Three years after the exhibition, a book titled Joze Plecnik Architect: 1872-1957 engaged the architect’s work in contemporary discourse with a chapter provocatively titled Modern or Postmodern; A question of Ethics (Burkhardt 1989, p.114). This dual categorization of Plecnik’s work builds on a chrono-stylistic complexity initiated by the architect’s continued reapplication of classicism; thematics that aesthetically deployed classical forms representative of multi-national allegory; and ethically situated as being fundamentally collective.
Critically, Plecnik’s dual operations as architect and educator in both Prague and Ljubljana developed a lineage of practitioners chronological located at conclusion of World War Two and the formalization of urban design practice. The legacy of Plecnikarian principles in post-War, post-Czechoslovakian, and post-Yugoslavian contexts offer contemporized strategies in the representation of multi-nations.

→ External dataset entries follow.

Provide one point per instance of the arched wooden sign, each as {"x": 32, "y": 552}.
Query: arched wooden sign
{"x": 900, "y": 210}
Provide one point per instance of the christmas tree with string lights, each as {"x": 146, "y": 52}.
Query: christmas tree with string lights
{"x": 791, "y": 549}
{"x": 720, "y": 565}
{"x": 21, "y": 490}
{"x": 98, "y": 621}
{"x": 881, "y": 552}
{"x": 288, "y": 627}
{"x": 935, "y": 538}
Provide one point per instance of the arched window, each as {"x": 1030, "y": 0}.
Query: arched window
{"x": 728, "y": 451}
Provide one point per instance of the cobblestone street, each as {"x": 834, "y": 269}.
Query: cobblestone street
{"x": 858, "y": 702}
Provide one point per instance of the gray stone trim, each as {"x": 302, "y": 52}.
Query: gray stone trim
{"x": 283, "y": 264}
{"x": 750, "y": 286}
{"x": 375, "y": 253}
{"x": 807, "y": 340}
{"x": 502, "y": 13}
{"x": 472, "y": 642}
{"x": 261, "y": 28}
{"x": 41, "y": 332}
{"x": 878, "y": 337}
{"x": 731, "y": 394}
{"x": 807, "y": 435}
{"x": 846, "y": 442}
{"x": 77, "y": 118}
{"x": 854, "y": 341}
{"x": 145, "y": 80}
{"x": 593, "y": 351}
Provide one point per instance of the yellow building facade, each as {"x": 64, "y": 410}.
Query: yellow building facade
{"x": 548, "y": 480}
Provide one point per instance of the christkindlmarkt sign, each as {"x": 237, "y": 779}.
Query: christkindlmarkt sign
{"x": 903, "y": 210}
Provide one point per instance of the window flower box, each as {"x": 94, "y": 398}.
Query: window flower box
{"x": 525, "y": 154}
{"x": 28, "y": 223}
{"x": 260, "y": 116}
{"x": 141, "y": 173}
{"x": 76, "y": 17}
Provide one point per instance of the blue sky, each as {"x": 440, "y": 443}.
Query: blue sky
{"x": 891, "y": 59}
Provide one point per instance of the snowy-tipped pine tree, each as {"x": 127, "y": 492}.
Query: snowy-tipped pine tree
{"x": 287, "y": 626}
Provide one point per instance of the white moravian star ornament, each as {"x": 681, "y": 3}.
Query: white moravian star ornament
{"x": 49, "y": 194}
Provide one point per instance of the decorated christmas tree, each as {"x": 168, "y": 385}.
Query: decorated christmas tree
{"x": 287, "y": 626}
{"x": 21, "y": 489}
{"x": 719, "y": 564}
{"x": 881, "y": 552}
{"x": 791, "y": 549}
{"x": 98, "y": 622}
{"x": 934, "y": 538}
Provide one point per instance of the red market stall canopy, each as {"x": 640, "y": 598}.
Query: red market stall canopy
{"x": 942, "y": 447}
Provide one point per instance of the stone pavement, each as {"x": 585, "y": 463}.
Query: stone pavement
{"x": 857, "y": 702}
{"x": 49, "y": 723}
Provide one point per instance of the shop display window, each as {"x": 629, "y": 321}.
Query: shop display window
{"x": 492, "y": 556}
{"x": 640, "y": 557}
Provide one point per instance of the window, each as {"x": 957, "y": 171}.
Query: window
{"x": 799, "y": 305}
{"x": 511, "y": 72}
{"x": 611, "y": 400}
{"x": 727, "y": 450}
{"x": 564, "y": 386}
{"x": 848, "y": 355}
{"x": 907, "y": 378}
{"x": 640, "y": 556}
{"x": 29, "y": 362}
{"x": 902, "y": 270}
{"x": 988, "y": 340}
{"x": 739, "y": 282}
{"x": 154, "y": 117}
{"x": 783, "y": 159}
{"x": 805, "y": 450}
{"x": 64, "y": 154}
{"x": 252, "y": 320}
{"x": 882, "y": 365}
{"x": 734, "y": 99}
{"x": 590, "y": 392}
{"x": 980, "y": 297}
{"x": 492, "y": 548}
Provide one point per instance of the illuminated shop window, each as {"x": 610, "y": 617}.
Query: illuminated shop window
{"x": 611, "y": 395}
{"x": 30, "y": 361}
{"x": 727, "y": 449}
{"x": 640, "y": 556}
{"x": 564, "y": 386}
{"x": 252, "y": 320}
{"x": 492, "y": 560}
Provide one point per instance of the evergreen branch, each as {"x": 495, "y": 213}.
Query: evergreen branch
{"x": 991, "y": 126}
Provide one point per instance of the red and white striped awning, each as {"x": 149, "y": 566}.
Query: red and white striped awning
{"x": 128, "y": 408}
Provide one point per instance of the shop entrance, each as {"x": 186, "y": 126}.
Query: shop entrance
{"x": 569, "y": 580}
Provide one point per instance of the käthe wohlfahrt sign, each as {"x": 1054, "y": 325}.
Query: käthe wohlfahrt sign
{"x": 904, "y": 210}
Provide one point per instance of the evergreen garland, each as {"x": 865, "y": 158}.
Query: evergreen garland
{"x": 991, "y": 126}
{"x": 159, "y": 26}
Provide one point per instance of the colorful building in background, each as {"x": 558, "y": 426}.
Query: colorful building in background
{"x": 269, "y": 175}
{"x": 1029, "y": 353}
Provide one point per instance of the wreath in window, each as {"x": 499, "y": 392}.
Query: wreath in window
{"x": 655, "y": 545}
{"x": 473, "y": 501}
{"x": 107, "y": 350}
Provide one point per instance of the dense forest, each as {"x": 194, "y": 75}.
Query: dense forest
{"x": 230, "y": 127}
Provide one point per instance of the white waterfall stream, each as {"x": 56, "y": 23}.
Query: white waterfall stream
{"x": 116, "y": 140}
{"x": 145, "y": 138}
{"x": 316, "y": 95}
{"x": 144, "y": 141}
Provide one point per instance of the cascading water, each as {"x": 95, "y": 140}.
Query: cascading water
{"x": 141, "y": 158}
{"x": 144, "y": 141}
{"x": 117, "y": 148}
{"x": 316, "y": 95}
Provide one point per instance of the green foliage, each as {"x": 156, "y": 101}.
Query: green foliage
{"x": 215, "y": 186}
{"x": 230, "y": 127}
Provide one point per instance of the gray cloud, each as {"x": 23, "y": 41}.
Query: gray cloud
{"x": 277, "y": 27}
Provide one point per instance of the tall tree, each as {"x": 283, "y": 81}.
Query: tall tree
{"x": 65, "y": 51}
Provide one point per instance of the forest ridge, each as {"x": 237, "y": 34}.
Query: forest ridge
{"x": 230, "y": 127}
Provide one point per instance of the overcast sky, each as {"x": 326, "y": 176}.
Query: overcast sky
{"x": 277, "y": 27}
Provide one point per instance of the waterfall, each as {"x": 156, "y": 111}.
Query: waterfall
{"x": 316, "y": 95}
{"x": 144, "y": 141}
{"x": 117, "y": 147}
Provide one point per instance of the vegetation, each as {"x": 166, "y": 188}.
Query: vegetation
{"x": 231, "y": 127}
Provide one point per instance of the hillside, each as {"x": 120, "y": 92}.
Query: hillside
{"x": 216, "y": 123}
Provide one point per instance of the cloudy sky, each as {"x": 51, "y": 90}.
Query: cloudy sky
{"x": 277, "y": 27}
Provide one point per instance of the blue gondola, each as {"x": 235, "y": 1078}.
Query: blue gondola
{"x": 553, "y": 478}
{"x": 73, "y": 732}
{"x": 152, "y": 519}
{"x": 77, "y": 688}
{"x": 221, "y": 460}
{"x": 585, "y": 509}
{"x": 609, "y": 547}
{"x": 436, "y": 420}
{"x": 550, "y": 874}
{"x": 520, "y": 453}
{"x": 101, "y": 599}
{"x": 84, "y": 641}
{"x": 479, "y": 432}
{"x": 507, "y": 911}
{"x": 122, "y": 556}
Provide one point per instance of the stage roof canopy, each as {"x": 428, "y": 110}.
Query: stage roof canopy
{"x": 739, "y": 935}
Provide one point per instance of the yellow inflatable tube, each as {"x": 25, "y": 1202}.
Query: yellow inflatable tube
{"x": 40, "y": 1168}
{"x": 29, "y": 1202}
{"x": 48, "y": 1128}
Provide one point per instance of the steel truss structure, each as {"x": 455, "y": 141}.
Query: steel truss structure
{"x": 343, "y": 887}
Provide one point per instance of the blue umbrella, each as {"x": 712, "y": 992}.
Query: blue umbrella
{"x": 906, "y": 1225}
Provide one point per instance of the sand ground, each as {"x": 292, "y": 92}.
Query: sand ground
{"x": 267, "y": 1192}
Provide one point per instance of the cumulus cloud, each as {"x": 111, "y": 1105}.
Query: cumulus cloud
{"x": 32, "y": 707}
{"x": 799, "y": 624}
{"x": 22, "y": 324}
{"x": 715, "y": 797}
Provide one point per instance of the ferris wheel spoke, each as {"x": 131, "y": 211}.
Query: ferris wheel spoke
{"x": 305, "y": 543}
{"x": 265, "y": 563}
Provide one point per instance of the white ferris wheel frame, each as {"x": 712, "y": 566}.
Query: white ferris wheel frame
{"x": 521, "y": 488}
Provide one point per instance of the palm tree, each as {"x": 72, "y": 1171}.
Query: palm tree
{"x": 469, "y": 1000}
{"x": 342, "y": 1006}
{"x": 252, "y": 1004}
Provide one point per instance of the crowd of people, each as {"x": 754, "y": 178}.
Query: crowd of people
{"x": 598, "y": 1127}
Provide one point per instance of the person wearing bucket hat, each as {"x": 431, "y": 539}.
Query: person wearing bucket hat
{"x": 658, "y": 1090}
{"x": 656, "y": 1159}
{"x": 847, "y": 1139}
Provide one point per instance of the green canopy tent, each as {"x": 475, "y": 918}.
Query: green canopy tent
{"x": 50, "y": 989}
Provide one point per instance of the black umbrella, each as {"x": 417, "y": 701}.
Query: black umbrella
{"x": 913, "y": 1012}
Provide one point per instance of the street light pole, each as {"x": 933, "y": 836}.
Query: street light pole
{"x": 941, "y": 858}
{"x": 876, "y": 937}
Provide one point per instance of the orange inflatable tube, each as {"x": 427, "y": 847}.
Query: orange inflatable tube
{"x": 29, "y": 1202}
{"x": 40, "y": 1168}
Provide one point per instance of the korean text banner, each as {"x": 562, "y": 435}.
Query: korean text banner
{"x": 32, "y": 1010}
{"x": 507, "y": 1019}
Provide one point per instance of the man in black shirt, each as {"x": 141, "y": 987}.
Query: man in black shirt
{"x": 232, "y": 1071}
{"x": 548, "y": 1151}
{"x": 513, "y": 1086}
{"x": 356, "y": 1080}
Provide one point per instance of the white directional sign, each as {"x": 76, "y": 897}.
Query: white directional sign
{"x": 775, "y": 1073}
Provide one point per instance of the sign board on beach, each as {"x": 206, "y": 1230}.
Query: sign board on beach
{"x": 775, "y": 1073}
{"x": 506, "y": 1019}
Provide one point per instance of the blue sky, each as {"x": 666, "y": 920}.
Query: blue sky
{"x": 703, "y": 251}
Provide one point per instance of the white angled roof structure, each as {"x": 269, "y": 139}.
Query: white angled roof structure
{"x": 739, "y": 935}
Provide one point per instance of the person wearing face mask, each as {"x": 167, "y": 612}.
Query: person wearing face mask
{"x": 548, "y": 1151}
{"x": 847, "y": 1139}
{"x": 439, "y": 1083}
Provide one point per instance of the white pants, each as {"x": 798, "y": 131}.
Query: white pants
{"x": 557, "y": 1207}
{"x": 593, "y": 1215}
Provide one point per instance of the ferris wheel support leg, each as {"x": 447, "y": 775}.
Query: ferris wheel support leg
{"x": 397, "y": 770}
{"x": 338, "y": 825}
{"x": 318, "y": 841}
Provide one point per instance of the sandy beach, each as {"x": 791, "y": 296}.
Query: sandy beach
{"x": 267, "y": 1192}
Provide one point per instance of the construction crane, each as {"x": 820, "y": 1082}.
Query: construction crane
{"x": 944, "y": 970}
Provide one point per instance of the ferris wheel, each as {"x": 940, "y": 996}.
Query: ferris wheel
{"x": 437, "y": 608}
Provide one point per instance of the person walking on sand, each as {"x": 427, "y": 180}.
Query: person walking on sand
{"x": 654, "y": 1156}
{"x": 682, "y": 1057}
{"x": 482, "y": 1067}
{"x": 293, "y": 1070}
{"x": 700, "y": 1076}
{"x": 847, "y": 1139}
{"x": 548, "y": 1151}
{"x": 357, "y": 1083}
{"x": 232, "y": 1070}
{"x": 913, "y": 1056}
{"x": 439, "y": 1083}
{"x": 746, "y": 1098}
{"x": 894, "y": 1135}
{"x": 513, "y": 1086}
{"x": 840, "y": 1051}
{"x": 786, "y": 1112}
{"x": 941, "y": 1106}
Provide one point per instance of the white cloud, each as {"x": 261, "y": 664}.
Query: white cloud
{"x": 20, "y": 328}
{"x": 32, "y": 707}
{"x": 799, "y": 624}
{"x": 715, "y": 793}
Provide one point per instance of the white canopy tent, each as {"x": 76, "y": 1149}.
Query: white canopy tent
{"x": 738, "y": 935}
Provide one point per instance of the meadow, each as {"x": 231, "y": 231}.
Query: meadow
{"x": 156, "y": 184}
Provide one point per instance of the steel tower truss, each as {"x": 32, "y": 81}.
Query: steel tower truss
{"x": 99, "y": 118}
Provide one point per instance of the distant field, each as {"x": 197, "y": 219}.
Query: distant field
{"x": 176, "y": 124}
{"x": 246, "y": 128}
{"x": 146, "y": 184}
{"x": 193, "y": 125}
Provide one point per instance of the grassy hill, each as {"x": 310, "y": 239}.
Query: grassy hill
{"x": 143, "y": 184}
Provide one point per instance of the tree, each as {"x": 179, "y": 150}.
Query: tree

This paper will address the architectural methodology of Slovenian architect Joze Plecnik and its agency in creating a national urbanism born of multi-national identity in Czechoslovakia as well as the Kingdom of Serbs, Croats and Slovenes. Critically it will examine national landscapes in Prague and Ljubljana that employ an artifice of ‘framing’, to provide a consolidation of territory born from a conglomeration of identity. Situating a reading of modernism that is inherently fragmentary will provide insight into the perceived definition of epoch and identity.